— In a matrimonial action in which the parties were divorced by judgment dated March 12, 2010, the defendant appeals, as limited by his brief, from so much of an order of the Supreme Court, Putnam County (Nicolai, J.), dated April 28, 2011, as denied that branch of his motion which was for recusal.
Ordered that the order is affirmed insofar as appealed from, without costs or disbursements.

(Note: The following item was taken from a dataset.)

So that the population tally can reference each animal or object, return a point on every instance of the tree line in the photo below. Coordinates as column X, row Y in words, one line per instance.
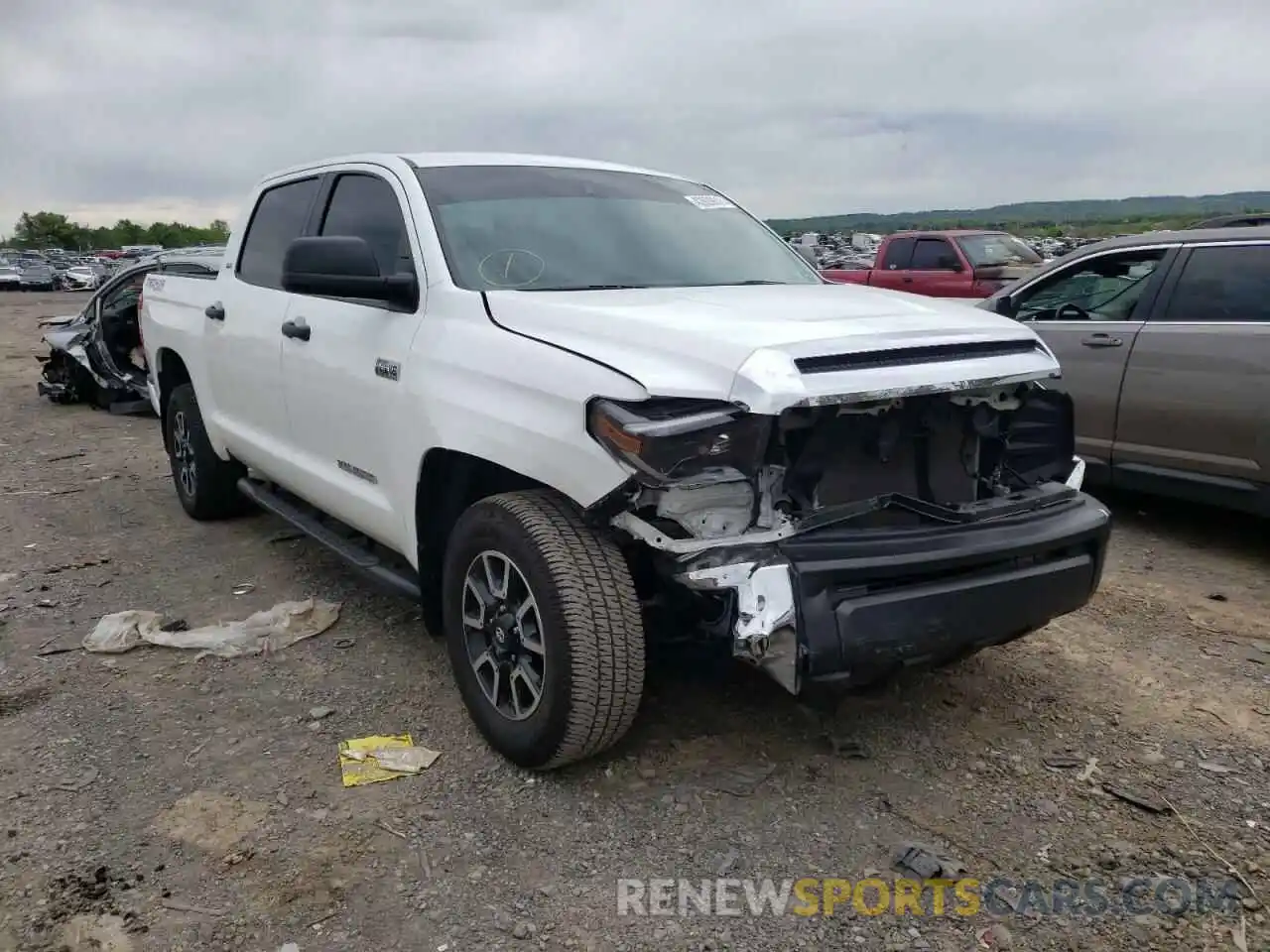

“Absent a legal disqualification under Judiciary Law § 14, a court is the sole arbiter of the need for recusal, and its decision is a matter of discretion and personal conscience” (Matter of O’Donnell v Goldenberg, 68 AD3d 1000, 1000 [2009]; see People v Moreno, 70 NY2d 403, 405-406 [1987]). Here, the Supreme Court providently exercised its discretion in denying that branch of the defendant’s motion which was for recusal, since the defendant did not establish that there was a basis for recusal pursuant to Judiciary Law § 14 and failed to set forth any proof of bias or prejudice on the part of the Supreme Court Justice (see Hayden v Gordon, 91 AD3d 819, 822 [2012]; Matter of McGrath v D’Angio, 85 AD3d 794, 794 [2011]; Matter of Alyssa A. [Michelle N. — Sandra N.], 79 AD3d 740, 741-742 [2010]; Vogelgesang v Vogelgesang, 71 AD3d 1131, 1131-1132 [2010]; Walter v Walter, 62 AD3d 787, 788 [2009]; Vest v Vest, 50 AD3d 776, 777 [2008]). Dillon, J.P., Belen, Austin and Sgroi, JJ., concur.